The plot of “Cyrano de Bergerac” is well-known enough to spare recounting what follows, except to point out that Wright — whom I consider one of the medium’s most visionary craftsman — has outdone himself in devising original, cinematically innovative ways to stage the film. There’s always been something a bit baroque about Wright’s style: an ornate and somewhat ostentatious more-is-more approach in which costumes, sets and whatever elaborate choreography the camera might be doing all contribute to the overall pleasure we derive from watching it. In “Anna Karenina,” it all became too distracting. By the time of “Pan,” Wright had gone off the deep end. But now he’s recovered, and he wasn’t about to let COVID stand in his way.

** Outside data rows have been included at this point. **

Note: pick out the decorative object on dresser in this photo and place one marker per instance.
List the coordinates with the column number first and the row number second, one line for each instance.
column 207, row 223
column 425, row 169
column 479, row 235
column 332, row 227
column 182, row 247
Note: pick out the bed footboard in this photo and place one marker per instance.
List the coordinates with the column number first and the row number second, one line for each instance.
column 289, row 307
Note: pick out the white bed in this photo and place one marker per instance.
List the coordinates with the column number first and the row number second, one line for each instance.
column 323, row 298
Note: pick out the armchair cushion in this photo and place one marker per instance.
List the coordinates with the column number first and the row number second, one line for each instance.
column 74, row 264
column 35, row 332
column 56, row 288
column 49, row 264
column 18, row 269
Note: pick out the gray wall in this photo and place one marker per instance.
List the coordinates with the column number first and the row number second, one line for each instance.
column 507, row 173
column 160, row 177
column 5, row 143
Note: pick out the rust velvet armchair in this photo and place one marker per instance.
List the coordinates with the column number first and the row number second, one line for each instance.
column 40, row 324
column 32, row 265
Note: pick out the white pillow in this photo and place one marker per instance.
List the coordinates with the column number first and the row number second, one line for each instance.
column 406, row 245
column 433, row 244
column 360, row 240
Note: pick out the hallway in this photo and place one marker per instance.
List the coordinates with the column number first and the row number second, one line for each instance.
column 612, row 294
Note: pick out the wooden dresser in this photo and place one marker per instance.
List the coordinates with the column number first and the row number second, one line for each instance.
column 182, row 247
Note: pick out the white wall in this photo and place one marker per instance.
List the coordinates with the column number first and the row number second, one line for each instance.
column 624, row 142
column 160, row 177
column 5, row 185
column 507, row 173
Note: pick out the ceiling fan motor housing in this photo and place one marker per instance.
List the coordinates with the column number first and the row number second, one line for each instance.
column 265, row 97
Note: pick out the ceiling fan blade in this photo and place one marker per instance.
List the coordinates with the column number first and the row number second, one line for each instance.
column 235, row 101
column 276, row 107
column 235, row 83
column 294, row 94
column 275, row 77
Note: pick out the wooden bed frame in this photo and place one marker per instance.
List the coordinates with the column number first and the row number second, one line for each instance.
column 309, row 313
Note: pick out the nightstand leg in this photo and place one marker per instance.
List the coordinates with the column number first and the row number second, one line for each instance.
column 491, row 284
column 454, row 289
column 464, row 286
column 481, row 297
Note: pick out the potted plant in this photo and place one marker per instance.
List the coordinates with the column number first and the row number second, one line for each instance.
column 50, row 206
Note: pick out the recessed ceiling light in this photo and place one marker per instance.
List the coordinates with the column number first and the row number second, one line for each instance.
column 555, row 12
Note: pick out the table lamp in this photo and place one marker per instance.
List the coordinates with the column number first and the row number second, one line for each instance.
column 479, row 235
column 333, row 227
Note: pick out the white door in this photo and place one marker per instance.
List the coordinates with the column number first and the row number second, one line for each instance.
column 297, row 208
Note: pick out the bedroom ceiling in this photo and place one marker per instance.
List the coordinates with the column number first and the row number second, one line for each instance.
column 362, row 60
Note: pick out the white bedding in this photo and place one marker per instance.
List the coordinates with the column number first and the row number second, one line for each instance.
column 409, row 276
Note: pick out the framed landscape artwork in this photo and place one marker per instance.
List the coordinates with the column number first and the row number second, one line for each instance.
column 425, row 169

Shifting the setting to the island of Sicily, where he could create a responsible bubble within which to execute his epic vision, Wright embellished the natural production design of the available locations (including Mount Etna for the front-line battle scenes). Cyrano and company may have been real-life characters, but even Rostand (famously meticulous about the historical specifics) took considerable license. Here they serve as archetypes, as Wright updates the 17th-century aspects to suit his aesthetic, damning the gentry with ribbons, frills and powdered faces, while giving Bennett a more iconic modern look as Roxanne.

The son of puppeteers, Wright instinctively understands how to use the proscenium, while never confining himself to conventional frames. At the end of act one, when Cyrano is cornered by a mob of thugs, he orchestrates the ensuing fight scene in a single shot, as Dinklage handily dispatches 10 adversaries. Later, when the character assumes his letter-writing duties, Wright ingeniously layers shots of Roxanne and her two suitors to convey the complexity of this love triangle. And most importantly, in the famous balcony scene — the moment when Rostand most clearly surpasses “Romeo and Juliet” — the movie cleverly devises a way for its smitten hero to address Roxanne directly. Brilliant though Schmidt’s script may be, Cyrano would be the first to admit, “Words can only get me so far.” Wright’s direction does the rest.